La maison du père Tabaret n’est pas, en effet, à plus de quatre minutes de la gare Saint-Lazare. Il possède là un bel immeuble, soigneusement tenu, et qui doit donner de magnifiques revenus, bien que les loyers n’y soient pas trop exagérés.

Le bonhomme s’y est mis au large. Il occupe, au premier, sur la rue, un vaste appartement bien distribué, confortablement meublé et dont le principal ornement est sa collection de livres. Il vit là simplement, par goût autant que par habitude, servi par une vieille domestique à laquelle, dans les grandes occasions, le portier donne un coup de main.

Nul dans la maison n’avait le plus léger soupçon des occupations policières de M. le propriétaire. Il faut au plus infime agent une intelligence dont on le supposait, sur la mine, absolument dépourvu. On prenait pour un commencement d’idiotisme ses continuelles distractions.

Mais tout le monde avait remarqué la singularité de ses habitudes. Ses constantes expéditions au dehors donnaient à ses allures des apparences mystérieuses et excentriques. Jamais on ne vit jeune débauché plus désordonné, plus irrégulier que ce vieillard. Il rentrait ou ne rentrait pas pour ses repas, mangeait n’importe quoi à n’importe quel moment. Il sortait à toute heure de jour et de nuit, découchait souvent et disparaissait des semaines entières. Puis il recevait d’étranges visites : on voyait sonner à sa porte des drôles à tournure suspecte et des hommes de mauvaise mine.

Cette vie décousue l’avait quelque peu déconsidéré. On croyait voir en lui un affreux libertin dépensant ses revenus à courir le guilledou. On disait : « N’est-ce pas une honte, un homme de cet âge ! » Il savait ces cancans et en riait. Cela n’empêchait pas plusieurs locataires de rechercher sa société et de lui faire la cour. On l’invitait à dîner ; il refusait presque toujours.

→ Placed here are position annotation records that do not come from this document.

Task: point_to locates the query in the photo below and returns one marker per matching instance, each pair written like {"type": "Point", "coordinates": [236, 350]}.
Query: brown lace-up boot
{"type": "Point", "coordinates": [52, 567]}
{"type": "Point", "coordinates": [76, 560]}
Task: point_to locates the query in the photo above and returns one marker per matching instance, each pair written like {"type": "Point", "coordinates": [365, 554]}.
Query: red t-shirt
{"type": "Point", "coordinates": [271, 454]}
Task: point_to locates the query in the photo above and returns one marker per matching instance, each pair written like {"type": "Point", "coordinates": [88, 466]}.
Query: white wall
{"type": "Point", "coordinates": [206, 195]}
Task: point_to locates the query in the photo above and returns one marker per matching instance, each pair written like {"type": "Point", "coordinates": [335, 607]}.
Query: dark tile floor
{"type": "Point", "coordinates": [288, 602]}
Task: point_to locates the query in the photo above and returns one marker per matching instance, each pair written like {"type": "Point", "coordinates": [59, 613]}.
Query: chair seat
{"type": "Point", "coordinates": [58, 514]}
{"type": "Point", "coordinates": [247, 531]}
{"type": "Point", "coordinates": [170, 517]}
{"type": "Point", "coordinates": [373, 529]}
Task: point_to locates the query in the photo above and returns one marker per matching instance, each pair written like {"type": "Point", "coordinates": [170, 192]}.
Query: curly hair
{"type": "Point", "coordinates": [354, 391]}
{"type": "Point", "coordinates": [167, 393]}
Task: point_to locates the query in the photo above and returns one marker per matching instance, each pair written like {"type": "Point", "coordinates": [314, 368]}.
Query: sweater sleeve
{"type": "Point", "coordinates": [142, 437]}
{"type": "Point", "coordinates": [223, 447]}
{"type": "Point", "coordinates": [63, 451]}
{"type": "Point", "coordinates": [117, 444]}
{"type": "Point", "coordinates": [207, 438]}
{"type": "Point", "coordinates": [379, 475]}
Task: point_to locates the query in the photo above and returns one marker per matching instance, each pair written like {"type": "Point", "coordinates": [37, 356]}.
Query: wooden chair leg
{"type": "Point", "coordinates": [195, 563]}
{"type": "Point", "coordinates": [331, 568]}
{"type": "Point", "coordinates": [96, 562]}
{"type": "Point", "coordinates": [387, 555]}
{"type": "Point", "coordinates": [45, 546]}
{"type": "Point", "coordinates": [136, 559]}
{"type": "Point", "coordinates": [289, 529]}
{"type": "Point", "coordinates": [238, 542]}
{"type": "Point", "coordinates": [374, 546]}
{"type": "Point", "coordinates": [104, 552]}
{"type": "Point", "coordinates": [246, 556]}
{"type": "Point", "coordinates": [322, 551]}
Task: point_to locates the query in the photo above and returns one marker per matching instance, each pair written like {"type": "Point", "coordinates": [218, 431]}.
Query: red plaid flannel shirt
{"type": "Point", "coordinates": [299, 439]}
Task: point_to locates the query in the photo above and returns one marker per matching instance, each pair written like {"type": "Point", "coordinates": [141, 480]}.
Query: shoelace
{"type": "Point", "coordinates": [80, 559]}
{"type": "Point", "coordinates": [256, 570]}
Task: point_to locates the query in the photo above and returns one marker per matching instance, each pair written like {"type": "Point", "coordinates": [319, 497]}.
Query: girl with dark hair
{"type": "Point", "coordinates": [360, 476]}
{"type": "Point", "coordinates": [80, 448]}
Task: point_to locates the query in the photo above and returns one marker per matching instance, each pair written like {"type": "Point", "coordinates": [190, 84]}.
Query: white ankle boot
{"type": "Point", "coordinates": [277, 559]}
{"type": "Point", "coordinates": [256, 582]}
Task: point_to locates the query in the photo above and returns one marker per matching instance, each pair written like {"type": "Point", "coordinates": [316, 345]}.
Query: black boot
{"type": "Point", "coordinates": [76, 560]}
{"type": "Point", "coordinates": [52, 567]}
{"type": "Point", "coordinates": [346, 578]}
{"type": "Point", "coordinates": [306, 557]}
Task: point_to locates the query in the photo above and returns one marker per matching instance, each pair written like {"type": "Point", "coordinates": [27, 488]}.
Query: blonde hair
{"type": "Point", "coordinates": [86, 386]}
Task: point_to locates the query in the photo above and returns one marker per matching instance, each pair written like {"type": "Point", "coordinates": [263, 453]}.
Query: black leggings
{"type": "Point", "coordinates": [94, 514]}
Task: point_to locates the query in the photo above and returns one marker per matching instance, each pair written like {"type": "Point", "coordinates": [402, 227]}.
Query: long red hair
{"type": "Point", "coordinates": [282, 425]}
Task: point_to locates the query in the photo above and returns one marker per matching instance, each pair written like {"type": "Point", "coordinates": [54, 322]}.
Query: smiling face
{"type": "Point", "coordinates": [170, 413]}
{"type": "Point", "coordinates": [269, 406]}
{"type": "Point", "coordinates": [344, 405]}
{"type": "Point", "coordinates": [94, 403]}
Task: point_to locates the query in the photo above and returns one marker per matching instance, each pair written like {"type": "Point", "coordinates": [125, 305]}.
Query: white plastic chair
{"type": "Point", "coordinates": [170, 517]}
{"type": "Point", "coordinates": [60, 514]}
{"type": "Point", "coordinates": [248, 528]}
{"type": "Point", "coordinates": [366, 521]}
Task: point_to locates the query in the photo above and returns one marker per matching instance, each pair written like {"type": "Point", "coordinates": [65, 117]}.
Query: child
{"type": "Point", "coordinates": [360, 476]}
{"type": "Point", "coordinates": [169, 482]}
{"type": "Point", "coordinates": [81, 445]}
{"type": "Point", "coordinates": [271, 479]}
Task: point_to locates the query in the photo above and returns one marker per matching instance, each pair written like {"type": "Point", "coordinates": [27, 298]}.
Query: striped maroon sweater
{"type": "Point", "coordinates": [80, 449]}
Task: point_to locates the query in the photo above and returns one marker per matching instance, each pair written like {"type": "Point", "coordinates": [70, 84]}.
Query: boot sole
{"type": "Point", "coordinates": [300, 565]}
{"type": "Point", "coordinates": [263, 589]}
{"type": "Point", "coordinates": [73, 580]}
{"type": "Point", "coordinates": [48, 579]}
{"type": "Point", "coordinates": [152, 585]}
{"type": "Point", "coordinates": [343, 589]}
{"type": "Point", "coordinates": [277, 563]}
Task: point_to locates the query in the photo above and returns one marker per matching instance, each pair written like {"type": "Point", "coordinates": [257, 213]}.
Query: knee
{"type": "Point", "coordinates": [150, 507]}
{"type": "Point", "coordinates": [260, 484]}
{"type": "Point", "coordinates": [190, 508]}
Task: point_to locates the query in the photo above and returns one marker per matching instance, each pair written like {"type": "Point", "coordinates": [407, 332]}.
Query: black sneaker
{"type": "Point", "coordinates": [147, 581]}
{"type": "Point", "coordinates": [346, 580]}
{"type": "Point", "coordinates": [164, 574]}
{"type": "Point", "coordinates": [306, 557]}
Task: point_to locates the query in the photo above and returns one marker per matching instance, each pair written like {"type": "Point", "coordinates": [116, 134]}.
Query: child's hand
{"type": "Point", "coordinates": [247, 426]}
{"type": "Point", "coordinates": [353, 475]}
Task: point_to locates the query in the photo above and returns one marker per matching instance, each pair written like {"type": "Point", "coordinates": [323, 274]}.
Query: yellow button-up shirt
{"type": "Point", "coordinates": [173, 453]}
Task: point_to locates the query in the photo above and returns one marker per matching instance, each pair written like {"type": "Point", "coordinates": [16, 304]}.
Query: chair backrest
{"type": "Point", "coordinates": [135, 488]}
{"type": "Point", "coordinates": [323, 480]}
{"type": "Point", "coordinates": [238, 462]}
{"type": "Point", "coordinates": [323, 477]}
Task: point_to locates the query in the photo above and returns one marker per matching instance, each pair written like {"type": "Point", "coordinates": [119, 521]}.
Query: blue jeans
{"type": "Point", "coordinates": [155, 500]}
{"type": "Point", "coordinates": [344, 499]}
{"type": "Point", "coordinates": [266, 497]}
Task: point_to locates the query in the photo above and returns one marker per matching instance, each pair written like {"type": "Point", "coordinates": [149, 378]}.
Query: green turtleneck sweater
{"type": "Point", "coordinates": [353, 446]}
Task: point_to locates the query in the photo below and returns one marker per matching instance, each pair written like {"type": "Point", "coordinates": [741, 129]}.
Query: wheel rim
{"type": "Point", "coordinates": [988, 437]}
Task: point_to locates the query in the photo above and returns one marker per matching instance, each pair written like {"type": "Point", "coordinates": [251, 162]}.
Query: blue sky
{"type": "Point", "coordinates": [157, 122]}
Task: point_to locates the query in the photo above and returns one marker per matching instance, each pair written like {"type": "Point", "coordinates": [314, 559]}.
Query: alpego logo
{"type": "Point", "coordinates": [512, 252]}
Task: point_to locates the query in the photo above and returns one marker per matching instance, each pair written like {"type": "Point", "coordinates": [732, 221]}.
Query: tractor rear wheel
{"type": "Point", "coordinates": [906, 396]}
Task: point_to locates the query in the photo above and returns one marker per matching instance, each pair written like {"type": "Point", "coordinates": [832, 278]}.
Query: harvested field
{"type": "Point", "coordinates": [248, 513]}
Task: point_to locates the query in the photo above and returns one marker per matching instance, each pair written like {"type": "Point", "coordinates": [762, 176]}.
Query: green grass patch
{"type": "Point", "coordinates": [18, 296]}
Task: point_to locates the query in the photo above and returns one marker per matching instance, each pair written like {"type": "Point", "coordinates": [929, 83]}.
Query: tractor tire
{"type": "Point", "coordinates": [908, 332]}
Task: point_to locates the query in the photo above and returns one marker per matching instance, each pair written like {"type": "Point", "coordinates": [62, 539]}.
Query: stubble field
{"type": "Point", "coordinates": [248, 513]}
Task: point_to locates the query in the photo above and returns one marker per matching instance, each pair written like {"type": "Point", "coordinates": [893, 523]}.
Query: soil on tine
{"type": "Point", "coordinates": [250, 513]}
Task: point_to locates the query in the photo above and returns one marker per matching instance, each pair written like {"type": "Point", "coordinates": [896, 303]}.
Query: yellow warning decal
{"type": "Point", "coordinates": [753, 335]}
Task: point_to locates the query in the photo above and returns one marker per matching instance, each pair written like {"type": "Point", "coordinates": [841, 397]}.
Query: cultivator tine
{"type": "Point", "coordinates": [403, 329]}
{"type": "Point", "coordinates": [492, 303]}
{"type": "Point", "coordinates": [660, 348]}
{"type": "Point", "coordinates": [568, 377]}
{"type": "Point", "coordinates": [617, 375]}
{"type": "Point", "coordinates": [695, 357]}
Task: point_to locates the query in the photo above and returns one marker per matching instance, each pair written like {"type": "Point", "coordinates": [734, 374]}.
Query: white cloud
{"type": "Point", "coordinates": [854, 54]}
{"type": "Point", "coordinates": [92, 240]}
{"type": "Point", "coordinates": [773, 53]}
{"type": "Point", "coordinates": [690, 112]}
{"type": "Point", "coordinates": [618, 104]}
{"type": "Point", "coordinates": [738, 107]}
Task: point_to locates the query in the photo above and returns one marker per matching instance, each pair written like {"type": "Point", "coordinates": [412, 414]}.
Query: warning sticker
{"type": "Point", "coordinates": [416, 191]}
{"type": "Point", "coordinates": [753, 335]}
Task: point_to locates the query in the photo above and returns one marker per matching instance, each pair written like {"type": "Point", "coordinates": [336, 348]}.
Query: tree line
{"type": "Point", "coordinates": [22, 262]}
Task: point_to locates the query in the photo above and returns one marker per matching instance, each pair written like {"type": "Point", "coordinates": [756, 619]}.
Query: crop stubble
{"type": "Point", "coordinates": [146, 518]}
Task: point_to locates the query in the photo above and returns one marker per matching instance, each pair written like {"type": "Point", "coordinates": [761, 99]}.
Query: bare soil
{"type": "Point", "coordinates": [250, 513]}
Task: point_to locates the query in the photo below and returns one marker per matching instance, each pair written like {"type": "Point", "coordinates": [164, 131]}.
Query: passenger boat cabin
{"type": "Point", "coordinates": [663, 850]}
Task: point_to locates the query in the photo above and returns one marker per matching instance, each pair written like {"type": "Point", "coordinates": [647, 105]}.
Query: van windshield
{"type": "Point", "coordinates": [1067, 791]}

Il ne voyait guère qu’une personne de la maison, mais alors dans la plus grande intimité, si bien qu’il était chez elle plus souvent que chez lui. C’était une femme veuve qui, depuis plus de quinze ans, occupait un appartement au troisième étage, madame Gerdy. Elle demeurait avec son fils Noël qu’elle adorait.

Noël était un homme de trente-trois ans, plus vieux en apparence que son âge. Grand, bien fait, il avait une physionomie noble et intelligente, de grands yeux noirs et des cheveux noirs qui bouclaient naturellement. Avocat, il passait pour avoir un grand talent, et s’était déjà acquis une certaine notoriété. C’était un travailleur obstiné, froid et méditatif, passionné cependant pour sa profession, affichant avec un peu d’ostentation peut-être, une grande rigidité de principes et des mœurs austères.

Chez madame Gerdy, le père Tabaret se croyait en famille. Il la regardait comme une parente et considérait Noël comme son fils. Souvent il avait eu la pensée de demander la main de cette veuve charmante malgré ses cinquante ans ; il avait toujours été retenu moins par la peur d’un refus cependant probable, que par la crainte des conséquences. Faisant sa demande et repoussé, il voyait rompues des relations délicieuses pour lui. En attendant, il avait, par un bel et bon testament, déposé chez son notaire, institué pour son légataire universel le jeune avocat, à la seule condition de fonder un prix annuel de deux mille francs destiné à l’agent de police ayant « tiré au clair » l’affaire la plus embrouillée.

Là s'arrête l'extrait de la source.